La risposta è molto soggettiva e credo che per ogni lavoratore dello spettacolo sia così. Tuttavia distinguerei due momenti ben diversi: quello in cui si viaggia, si fanno concerti e si ha un contatto diretto col pubblico e quello - apparentemente più vuoto e nel mio caso più difficile da gestire - in cui si è a casa per un certo periodo (di durata variabile) a preparare il prossimo concerto, fare ricerca, organizzare, studiare, cercare altri concerti, scrivere mail al computer. Trovare un equilibrio tra queste due fasi -che spesso hanno livelli di adrenalina e dopamina molto diversi!- non è per niente facile. Quando sono in tour, per esempio, il mio tempo è gestito dalle prove e dagli orari dei concerti, dei treni e dagli imprevisti del caso. Il tempo «libero» (a volte davvero poco) diventa molto prezioso e, in base alle esigenze di quel momento, lo spendo di solito a passeggiare in un luogo nuovo, rilassarmi, fare yoga o stare con colleghi appena conosciuti. Quando ritorno a casa e ho di fronte a me un periodo senza concerti solitamente mi riposo i primi giorni e poi cerco - spesso fallendo! - una routine quotidiana che alterni un po’ di sport allo studio dello strumento mentre recupero commissioni che non ho potuto fare quando ero fuori casa.

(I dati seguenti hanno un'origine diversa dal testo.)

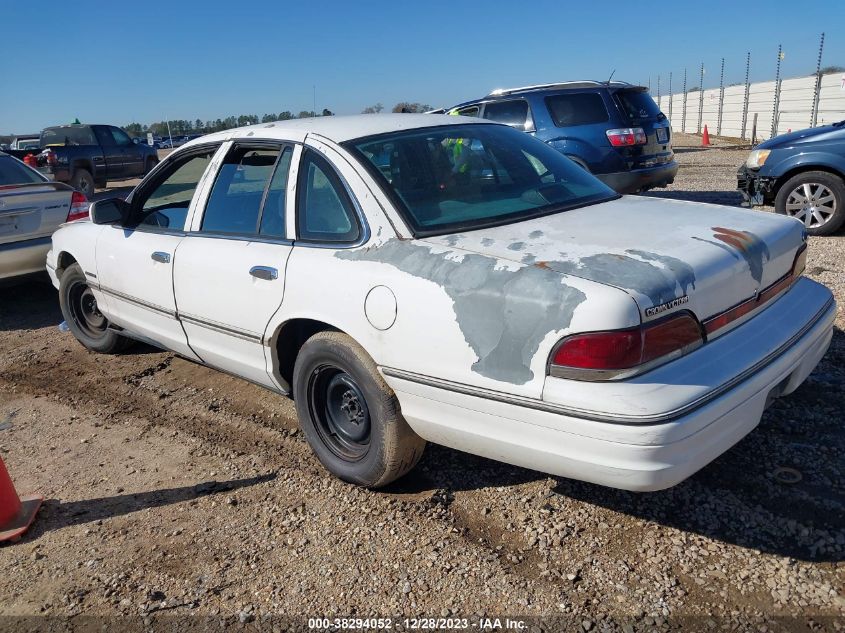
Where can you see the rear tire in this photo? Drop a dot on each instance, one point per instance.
(79, 309)
(817, 198)
(83, 181)
(349, 415)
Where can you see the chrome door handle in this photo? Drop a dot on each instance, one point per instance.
(264, 272)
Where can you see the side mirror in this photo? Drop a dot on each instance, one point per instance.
(109, 211)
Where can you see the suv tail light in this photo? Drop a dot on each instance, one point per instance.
(623, 353)
(79, 207)
(624, 137)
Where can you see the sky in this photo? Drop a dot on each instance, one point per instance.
(120, 62)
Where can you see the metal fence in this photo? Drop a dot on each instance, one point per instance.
(754, 111)
(777, 107)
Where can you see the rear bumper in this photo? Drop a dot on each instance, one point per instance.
(632, 456)
(640, 179)
(24, 257)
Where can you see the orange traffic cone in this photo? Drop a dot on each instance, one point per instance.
(16, 513)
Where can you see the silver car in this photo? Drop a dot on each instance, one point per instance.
(31, 208)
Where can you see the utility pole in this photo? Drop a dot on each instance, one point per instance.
(747, 88)
(777, 92)
(721, 98)
(815, 116)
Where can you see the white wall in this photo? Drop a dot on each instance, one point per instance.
(795, 107)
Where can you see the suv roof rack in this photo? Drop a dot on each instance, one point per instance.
(587, 83)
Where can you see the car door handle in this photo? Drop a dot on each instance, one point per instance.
(264, 272)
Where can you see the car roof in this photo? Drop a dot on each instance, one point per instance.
(341, 128)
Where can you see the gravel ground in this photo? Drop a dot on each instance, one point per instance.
(176, 494)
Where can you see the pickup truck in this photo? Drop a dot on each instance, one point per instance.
(86, 156)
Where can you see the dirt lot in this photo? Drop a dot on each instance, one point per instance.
(173, 490)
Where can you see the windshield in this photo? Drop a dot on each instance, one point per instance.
(463, 177)
(637, 104)
(81, 135)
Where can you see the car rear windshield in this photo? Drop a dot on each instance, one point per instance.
(577, 108)
(637, 104)
(67, 136)
(464, 177)
(13, 172)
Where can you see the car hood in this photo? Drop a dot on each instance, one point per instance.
(810, 135)
(667, 254)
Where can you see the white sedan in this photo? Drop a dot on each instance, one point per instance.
(408, 278)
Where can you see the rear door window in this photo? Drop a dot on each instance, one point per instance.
(573, 109)
(234, 204)
(324, 210)
(513, 113)
(637, 104)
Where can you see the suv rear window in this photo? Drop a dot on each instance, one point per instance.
(637, 104)
(577, 109)
(513, 113)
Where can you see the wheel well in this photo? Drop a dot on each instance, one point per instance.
(800, 169)
(65, 260)
(290, 339)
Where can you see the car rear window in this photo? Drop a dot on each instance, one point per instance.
(637, 104)
(67, 136)
(577, 109)
(513, 113)
(14, 173)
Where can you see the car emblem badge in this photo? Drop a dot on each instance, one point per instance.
(663, 307)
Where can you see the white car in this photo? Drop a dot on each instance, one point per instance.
(422, 277)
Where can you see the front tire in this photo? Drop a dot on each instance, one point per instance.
(817, 198)
(86, 322)
(349, 415)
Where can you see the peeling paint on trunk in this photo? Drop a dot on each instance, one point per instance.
(503, 314)
(659, 284)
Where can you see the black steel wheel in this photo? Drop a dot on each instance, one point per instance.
(349, 415)
(339, 409)
(83, 316)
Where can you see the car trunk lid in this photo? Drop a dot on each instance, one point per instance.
(32, 210)
(668, 255)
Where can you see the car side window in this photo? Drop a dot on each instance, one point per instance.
(234, 204)
(324, 210)
(513, 112)
(120, 137)
(165, 203)
(273, 211)
(577, 109)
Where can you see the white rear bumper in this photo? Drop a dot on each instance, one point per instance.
(643, 456)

Si riesce a conciliare l’attività artistica con le incombenze familiari?

La vita del musicista spesso si scontra con quella considerata più “normale” di un cittadino con un lavoro classico d’ufficio o d’insegnamento: gli impegni di un concertista si concentrano in periodi molto intensi e spesso lontano da casa. Avere qualcuno in aiuto per semplici mansioni che richiedono una quotidianità può essere la salvezza! Io ho una vicina che quando non ci sono annaffia le mie adorate piante o apre le mie lettere che poi mi invia in formato fotografico.

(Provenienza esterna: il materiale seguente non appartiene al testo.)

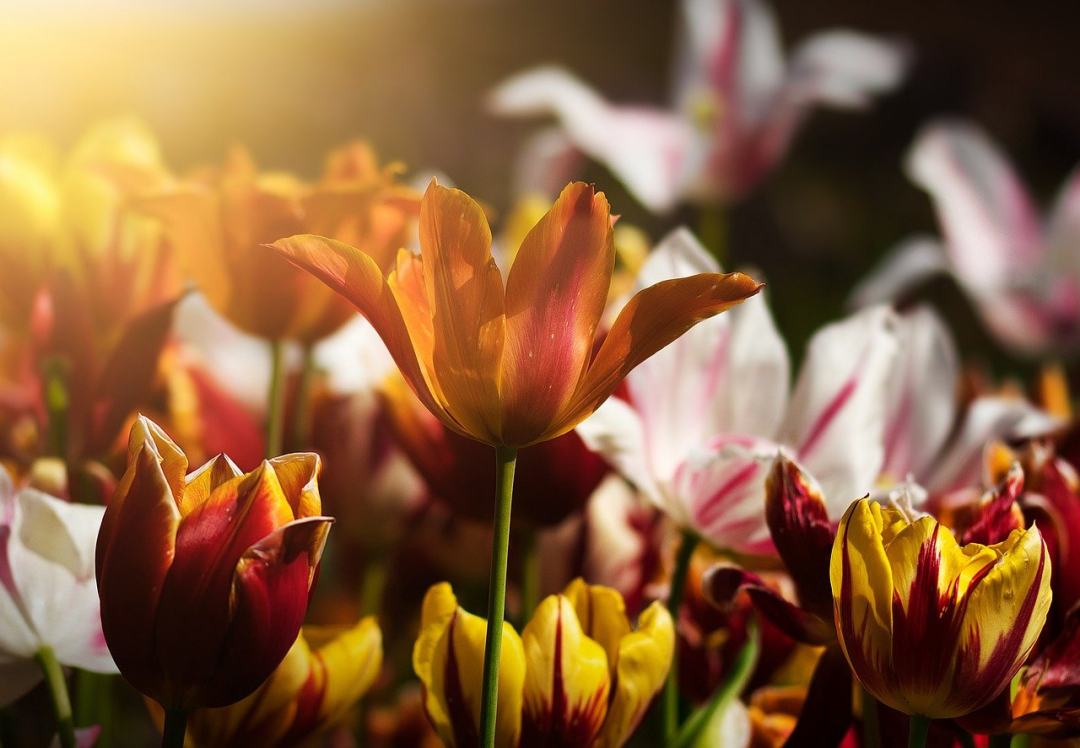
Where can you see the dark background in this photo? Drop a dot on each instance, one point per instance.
(410, 76)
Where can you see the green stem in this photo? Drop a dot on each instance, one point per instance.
(687, 545)
(918, 728)
(372, 586)
(58, 695)
(872, 724)
(275, 402)
(301, 412)
(54, 380)
(176, 726)
(505, 459)
(530, 574)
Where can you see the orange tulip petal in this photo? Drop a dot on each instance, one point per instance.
(355, 275)
(555, 295)
(464, 289)
(652, 318)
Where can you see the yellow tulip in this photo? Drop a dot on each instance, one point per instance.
(930, 627)
(578, 676)
(325, 672)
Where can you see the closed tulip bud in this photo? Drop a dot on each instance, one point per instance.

Anche suo marito è un musicista. Suonate insieme?

Capita che io e Gilberto suoniamo insieme, si! A volte è per lavoro e a volte per piacere. Ci è capitato di eseguire alcuni brani per organo e tiorba a Bari vecchia, nella Cattedrale di San Sabino, vicino a dove viviamo, di andare in Tour in Egitto con un coro francese, di collaborare a dei progetti di registrazione e di suonare in un ensemble insieme.

Cosa si augura per il suo futuro?

Mi auguro di trovare un equilibrio sereno e sempre più entusiasta tra gli slanci adrenalinici che la vita da musicista mi fa godere, la dimensione degli affetti personali (coppia, famiglia, amici, legame con il territorio) e il mio privato. Vorrei poter vivere con fierezza come musicista in questa società, senza troppe preoccupazioni.

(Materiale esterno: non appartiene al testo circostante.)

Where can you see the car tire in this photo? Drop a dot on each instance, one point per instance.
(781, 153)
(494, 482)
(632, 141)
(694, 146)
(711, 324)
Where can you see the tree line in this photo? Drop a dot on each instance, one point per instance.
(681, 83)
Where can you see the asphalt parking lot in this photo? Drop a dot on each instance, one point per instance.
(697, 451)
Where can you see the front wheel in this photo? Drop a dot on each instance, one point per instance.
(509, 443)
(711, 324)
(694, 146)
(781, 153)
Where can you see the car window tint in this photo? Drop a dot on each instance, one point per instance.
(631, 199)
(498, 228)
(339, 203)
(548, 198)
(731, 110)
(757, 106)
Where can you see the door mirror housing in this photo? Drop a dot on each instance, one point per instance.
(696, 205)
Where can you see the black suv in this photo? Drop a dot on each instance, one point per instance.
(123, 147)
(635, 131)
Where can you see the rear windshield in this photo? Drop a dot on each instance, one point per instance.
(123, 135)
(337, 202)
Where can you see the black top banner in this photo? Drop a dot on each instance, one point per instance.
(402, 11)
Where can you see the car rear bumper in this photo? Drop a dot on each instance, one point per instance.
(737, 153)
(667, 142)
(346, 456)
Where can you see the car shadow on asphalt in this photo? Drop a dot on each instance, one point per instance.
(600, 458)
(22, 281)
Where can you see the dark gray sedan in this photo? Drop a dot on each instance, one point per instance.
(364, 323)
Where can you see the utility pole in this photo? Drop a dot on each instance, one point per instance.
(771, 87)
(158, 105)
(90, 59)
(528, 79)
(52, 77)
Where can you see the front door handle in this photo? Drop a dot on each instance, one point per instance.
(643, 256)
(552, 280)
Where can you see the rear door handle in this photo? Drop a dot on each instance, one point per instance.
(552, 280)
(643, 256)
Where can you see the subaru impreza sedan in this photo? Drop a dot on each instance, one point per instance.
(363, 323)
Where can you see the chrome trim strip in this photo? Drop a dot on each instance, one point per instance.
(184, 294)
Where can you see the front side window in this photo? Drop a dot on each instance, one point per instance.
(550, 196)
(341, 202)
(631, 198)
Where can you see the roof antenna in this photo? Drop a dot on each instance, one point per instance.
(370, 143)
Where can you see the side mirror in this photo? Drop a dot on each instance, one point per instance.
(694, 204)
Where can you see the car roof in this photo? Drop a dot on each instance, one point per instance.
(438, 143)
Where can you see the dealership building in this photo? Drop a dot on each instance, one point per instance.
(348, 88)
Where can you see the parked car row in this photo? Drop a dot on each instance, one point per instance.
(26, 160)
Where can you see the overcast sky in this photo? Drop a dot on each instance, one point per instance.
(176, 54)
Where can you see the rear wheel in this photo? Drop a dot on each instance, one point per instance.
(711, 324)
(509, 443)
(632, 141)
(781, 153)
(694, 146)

Suggerirebbe a una bambina di studiare musica?

Certamente si perché è un canale espressivo molto potente. Studiare musica crea uno spazio personale in cui conoscersi, rifugiarsi, ritrovare slancio, vivere emozioni molto profonde tra cui anche quelle tristi come la malinconia o la tristezza. Avere uno «strumento» - appunto- di comunicazione con il mondo esterno attraverso il quale raccontarsi senza parole credo sia un privilegio. Certamente può essere oltremodo una palestra di sfide difficili, impegno e responsabilità in cui il confronto diretto con se stessi è diretto e intenso. Per me studiare musica è stata di un’importanza, direi, vitale.

Le manca un po’ il Trentino?

Il Trentino, che ora vivo molto intensamente in estate e un mese e mezzo circa in inverno, non mi manca perché è davvero parte integrante di me. I momenti di nostalgia si concentrano quando mi allontano e – incredibile ma vero - quando ritorno dopo alcuni mesi, nella natura e in quel silenzio unico. Avere dei periodi nella regione che mi ha cresciuta mi aiuta spesso a ritrovare il centro e a recuperare energia positiva.